I feel the book is easy to read, even with beginners. For me, I could connect all pieces of knowledge into an overview of DevOps, in which area I have been working for a few years. The followings are some notes I think relevant to me.

The why

The authors proved by explanations and examples that changing is a must for every organization in the modern business environment. The word “business” nowadays not only about the commercial part but include all functions across the organization. In that condition, organizations must ensure the following three pillars: process, business rules, and information.

Then, the era of manual tasks has passed. Business software is built for turning business needs and opportunities into business value. The main challenge for this is the globalization of business that forces the development to become more agile.

A project is defined to be successful must fulfill three conditions:

  • The project delivered on time
  • The project delivered on budget
  • The project goal met

What hinders the project from success:

  • The gap between business and IT (security/availability/scalability v.s business processes)
  • The development process: must be simple and transparent under the tools, so developers can focus on the work but still follow the processes. Nowadays, processes must be flexible too
  • Geographic spread
  • Synchronization of tools
  • Resource management
  • Project size

Then researchers say about ten reasons that lead to a successful project:

  1. User involvement
  2. Executive management support
  3. Clear business objectives
  4. Optimizing scope
  5. Agile process
  6. Project manager expertise
  7. Financial management
  8. Skilled resources
  9. Formal methodology
  10. Standard tools and infrastructure

The what

ALM includes three parts, in which later can be combined into a unified view:

  • Porfolio rationalization
  • Software development lifecycle
  • Operations

For non-function qualification, the three pillars of traditional ALM are Traceability, Process Automation, Visibility. The modern ALM adds two more pillars including Work planning and Collaborator. And due to the additional pillars, the application development must go agile and switch from requirment-driven work to backlog-driven work.

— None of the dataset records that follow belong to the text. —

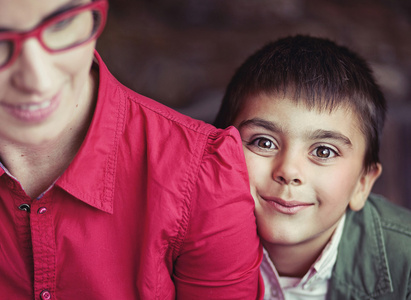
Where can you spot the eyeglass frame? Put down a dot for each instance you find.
(18, 38)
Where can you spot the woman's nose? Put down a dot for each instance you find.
(32, 68)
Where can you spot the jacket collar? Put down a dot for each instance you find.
(91, 175)
(362, 268)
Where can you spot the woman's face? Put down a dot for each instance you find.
(42, 94)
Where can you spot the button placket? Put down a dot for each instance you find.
(45, 295)
(44, 247)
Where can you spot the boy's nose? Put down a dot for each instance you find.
(287, 170)
(32, 70)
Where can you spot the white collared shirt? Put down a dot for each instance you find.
(313, 285)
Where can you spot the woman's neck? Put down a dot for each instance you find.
(36, 167)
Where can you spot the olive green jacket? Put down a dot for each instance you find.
(374, 255)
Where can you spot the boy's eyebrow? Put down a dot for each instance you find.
(328, 134)
(318, 134)
(260, 123)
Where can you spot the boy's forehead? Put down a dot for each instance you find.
(282, 109)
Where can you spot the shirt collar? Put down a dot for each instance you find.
(320, 272)
(91, 175)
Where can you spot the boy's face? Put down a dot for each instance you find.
(305, 168)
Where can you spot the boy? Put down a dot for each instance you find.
(310, 116)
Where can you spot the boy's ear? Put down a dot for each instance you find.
(364, 187)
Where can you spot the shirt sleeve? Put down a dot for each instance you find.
(221, 252)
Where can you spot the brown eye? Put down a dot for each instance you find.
(264, 143)
(324, 152)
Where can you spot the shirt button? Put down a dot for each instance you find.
(41, 210)
(45, 295)
(25, 207)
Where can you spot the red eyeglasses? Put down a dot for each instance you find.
(64, 31)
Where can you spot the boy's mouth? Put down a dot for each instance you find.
(288, 207)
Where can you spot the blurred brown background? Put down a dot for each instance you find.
(183, 53)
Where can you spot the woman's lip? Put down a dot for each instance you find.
(286, 207)
(35, 111)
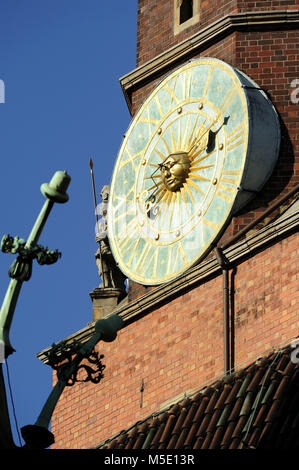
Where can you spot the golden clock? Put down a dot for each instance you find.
(202, 144)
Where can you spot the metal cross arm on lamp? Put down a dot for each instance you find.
(37, 436)
(20, 271)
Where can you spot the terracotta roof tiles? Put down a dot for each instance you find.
(256, 407)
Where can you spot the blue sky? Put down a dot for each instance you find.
(60, 61)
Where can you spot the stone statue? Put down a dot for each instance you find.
(111, 275)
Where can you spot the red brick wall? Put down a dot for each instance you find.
(179, 347)
(156, 19)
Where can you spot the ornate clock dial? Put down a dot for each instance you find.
(181, 166)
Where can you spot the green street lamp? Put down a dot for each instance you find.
(20, 270)
(37, 436)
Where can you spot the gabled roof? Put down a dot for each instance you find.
(256, 407)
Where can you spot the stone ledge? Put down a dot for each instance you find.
(280, 227)
(236, 22)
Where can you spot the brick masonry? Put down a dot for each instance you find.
(179, 346)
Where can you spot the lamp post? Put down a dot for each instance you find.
(20, 271)
(37, 436)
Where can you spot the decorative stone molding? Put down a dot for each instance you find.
(259, 20)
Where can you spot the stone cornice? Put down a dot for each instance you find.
(283, 225)
(258, 20)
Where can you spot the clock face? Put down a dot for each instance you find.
(178, 171)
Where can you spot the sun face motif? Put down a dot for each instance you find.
(180, 167)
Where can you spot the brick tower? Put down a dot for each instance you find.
(196, 353)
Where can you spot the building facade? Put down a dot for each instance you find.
(188, 345)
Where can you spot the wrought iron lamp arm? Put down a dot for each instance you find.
(37, 435)
(55, 191)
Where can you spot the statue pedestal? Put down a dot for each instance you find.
(105, 300)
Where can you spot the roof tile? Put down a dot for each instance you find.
(256, 407)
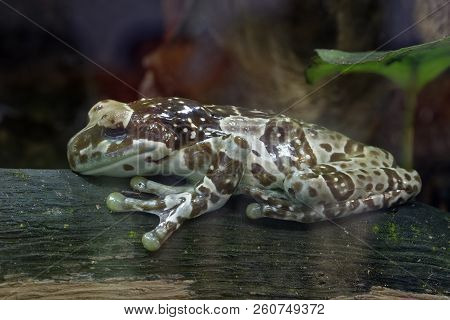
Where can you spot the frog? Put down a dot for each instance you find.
(291, 169)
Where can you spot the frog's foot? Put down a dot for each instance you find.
(293, 212)
(172, 211)
(276, 205)
(148, 186)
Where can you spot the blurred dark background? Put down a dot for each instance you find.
(246, 52)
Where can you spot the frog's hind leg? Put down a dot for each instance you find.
(332, 192)
(142, 184)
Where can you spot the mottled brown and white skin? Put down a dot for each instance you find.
(292, 169)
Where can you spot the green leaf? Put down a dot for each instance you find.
(411, 68)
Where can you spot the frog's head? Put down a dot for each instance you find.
(136, 138)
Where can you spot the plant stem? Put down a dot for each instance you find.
(408, 130)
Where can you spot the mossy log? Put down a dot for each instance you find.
(59, 241)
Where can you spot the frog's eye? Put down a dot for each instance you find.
(115, 133)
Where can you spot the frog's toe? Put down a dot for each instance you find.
(254, 211)
(151, 241)
(116, 202)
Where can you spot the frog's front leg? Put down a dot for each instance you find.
(211, 193)
(148, 186)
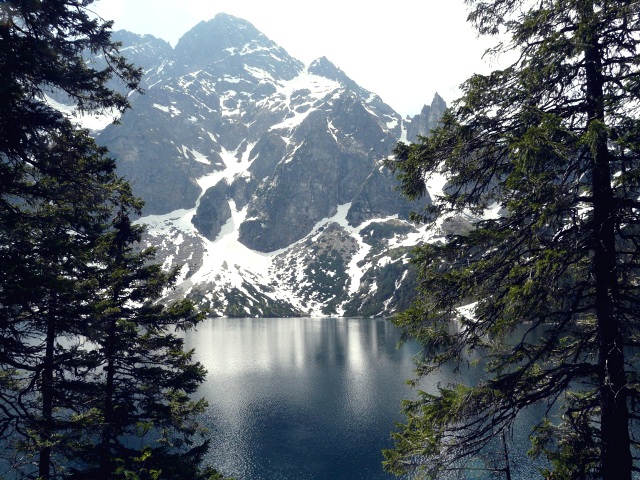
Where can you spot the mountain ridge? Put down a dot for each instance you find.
(263, 177)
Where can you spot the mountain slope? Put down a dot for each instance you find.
(264, 178)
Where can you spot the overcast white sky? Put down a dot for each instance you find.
(403, 50)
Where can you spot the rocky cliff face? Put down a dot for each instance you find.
(263, 177)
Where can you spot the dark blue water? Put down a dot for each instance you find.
(301, 398)
(315, 399)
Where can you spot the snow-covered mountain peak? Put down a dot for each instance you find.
(235, 43)
(262, 177)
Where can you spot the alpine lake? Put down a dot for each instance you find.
(310, 398)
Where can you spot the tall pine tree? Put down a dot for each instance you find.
(87, 361)
(553, 141)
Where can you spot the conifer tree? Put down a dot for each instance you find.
(86, 356)
(553, 141)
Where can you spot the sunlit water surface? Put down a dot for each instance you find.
(306, 398)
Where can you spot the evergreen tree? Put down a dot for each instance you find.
(553, 141)
(139, 403)
(87, 361)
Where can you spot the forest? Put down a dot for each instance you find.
(94, 377)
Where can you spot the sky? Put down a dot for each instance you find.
(403, 50)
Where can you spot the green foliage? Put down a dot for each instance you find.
(89, 361)
(552, 140)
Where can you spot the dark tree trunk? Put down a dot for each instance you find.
(616, 460)
(44, 460)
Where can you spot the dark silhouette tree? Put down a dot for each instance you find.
(87, 360)
(553, 141)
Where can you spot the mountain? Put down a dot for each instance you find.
(263, 177)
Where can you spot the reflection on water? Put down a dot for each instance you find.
(302, 398)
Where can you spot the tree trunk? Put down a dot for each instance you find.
(615, 456)
(44, 460)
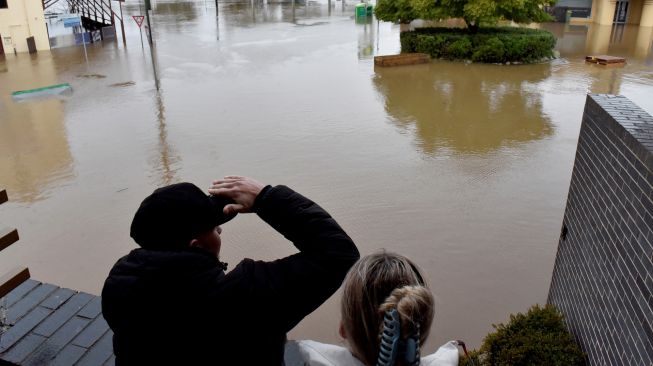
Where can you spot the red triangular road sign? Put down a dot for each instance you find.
(138, 19)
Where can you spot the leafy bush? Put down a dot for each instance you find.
(537, 338)
(495, 45)
(459, 49)
(475, 13)
(490, 51)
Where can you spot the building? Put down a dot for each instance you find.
(22, 26)
(604, 12)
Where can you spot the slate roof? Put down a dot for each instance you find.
(51, 325)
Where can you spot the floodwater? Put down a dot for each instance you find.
(464, 168)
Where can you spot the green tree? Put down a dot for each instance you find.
(475, 13)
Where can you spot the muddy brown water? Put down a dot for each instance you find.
(464, 168)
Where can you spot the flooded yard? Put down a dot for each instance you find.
(463, 167)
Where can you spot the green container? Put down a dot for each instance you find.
(361, 10)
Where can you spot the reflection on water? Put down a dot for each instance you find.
(466, 108)
(166, 163)
(34, 152)
(463, 167)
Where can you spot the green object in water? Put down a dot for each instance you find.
(363, 9)
(44, 91)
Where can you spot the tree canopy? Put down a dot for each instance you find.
(474, 12)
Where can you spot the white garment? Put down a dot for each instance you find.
(311, 353)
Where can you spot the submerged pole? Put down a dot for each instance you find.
(148, 7)
(122, 23)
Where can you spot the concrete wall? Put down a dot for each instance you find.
(603, 275)
(22, 19)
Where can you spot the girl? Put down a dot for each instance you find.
(387, 310)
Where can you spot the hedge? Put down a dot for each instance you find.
(490, 45)
(537, 338)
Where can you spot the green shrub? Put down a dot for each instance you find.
(491, 50)
(460, 49)
(433, 45)
(495, 45)
(537, 338)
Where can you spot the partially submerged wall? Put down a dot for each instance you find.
(603, 275)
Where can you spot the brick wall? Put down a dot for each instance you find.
(603, 274)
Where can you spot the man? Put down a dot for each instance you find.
(171, 302)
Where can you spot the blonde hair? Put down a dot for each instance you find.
(375, 284)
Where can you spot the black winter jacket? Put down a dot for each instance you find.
(180, 308)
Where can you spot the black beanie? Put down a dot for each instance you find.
(173, 215)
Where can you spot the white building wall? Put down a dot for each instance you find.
(23, 19)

The DevOps concept appears when the need of connecting Development and Operations. With its technologies (Continuous development, continuous integration, continuous operations), DevOps purpose is to optimize the time from the application development until it’s running stably in the production.

The how

The later chapters of the book are all about concrete implementation focusing on Agile methodologies. The two favorite techniques are Scrum for Development and Kanban for Operations. Each pillar of modern ALM is explained very well in defails with examples of common framework from Microsoft, IBM, HP and Atlassian.

Chapter 10 is intesting where author show how we can evaluate our platform and services. For each topic, a list of sample metrics and their meanings clarifies of what we can focus on when setting up the development environment.

At the end, the book is a good starting point for us to further investigate on what we want to apply in our organizations. The concrete implementation, I believe, is much more complex than just a few chapters.